Patricia Vergeylen Tassinari
She always rode the same bus because she liked the exotic smells which travelled back and forth as the doors opened and closed. She had always loved the exotic. As a child Mary had longed for something unusual, strange; she had wanted her parents to be different from the others. However, the only exotic aspect of her childhood had been a Chinese wallpaper which hung above her bed. At night, she would escape and join the kimonos in the gardens. Now at twenty she lived alone in a run-down part of the city, the furthest from home. Her parents never came to visit, they couldn’t understand this daughter who had always been so quiet, a daughter they had never known.
Mary liked to sit in the middle of the bus and on the side with the single seats. She always tried to sit alone now, ever since that man sitting beside her had whispered the word “blood” to her. She had been too afraid to look at him and everything around her became red for a few minutes. She still didn’t know, what had he meant? her blood? his? the world’s? She was always afraid now of other words whispered to her between one bus stop and another. Tonight she stood and began to play her usual game. She would chose a passenger, it had to be someone from a distant country, close her eyes and imagine him back home. She would undress and dress him, make him smile and leave him in a significant setting. She hadn’t travelled yet so she would always place the Greeks on the Acropolis and the Italians at the Colosseum. Her eyes were still closed when she felt someone tugging at her sleeve.

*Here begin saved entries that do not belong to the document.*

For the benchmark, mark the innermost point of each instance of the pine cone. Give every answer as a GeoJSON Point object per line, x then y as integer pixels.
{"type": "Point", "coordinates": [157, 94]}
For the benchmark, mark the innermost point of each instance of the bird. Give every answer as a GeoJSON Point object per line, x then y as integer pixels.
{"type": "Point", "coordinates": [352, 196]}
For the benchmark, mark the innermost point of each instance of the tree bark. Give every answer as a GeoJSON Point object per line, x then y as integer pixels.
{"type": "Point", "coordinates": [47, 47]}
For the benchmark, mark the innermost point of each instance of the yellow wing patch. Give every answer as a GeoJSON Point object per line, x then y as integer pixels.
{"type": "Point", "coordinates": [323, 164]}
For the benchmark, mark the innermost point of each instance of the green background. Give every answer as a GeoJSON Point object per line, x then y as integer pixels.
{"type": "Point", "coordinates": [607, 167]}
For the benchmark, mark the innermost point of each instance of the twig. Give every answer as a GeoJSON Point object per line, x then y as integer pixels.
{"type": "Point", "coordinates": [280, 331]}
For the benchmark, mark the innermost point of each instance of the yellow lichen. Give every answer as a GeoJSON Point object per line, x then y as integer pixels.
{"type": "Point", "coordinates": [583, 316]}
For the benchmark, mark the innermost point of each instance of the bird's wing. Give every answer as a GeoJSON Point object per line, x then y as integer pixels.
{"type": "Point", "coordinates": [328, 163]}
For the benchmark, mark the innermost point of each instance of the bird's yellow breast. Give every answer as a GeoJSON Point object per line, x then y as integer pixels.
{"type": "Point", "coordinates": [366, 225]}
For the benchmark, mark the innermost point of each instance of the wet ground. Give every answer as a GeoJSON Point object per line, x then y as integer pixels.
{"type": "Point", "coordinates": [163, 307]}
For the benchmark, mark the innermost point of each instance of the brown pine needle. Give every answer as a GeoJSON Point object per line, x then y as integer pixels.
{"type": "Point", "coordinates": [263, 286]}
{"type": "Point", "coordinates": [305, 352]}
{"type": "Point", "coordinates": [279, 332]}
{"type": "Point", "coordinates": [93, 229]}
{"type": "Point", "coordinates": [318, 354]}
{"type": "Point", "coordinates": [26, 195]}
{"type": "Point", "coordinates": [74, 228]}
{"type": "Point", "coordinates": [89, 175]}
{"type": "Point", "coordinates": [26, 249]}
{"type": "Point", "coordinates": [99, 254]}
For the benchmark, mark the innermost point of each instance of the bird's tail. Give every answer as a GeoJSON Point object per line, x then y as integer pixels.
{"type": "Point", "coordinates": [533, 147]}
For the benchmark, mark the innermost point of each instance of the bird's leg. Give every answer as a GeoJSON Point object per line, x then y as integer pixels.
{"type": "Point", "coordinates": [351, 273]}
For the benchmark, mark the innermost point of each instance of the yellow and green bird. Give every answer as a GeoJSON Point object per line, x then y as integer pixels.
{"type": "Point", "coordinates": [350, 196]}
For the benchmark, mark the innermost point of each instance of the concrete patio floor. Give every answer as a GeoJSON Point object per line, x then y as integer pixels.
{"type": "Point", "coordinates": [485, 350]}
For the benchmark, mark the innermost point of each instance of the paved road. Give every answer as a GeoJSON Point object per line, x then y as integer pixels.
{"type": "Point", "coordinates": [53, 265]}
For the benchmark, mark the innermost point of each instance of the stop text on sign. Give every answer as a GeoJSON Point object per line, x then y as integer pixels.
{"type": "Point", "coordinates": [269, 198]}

“Signorina, signorina, look“.
An old couple were handing her a yellowish photograph of a little girl sitting on some steps. The woman kept on pointing to Mary’s hair, her eyes, her worn out fingers would run from the photograph to Mary’s face. Mary thought she recognized herself, once she too had that smile. The woman wrapped her arms around her and lead her off the bus. The old man followed with bags.
Mary walked along with them on streets which were becoming less familiar. The sky too had never seemed this bright. She followed them into an apartment full of colour. The walls were ocher. Gold and silver angels with the little girl’s face were strung over the furniture and across the windows. Mary was delicately led into a bedroom, she was handed a large white starched night gown. Blinds came rolling down and white sheets stood almost upright as the old woman prepared her bed. Mary was soon tucked in and the old woman stroked Mary’s hair until she fell asleep. That night she dreamt of churches, piazzas and angels. The next morning she woke to the sound of shuffling feet and the smell of coffee. As she entered the kitchen the couple smiled at her and invited her to sit between them. A big pink cup foaming with milk was handed over. Mary felt happy. She liked this old couple, the pink and blue plates, the angels flying about. It felt like home. She would stay. •
(Published in ViceVersa n.40)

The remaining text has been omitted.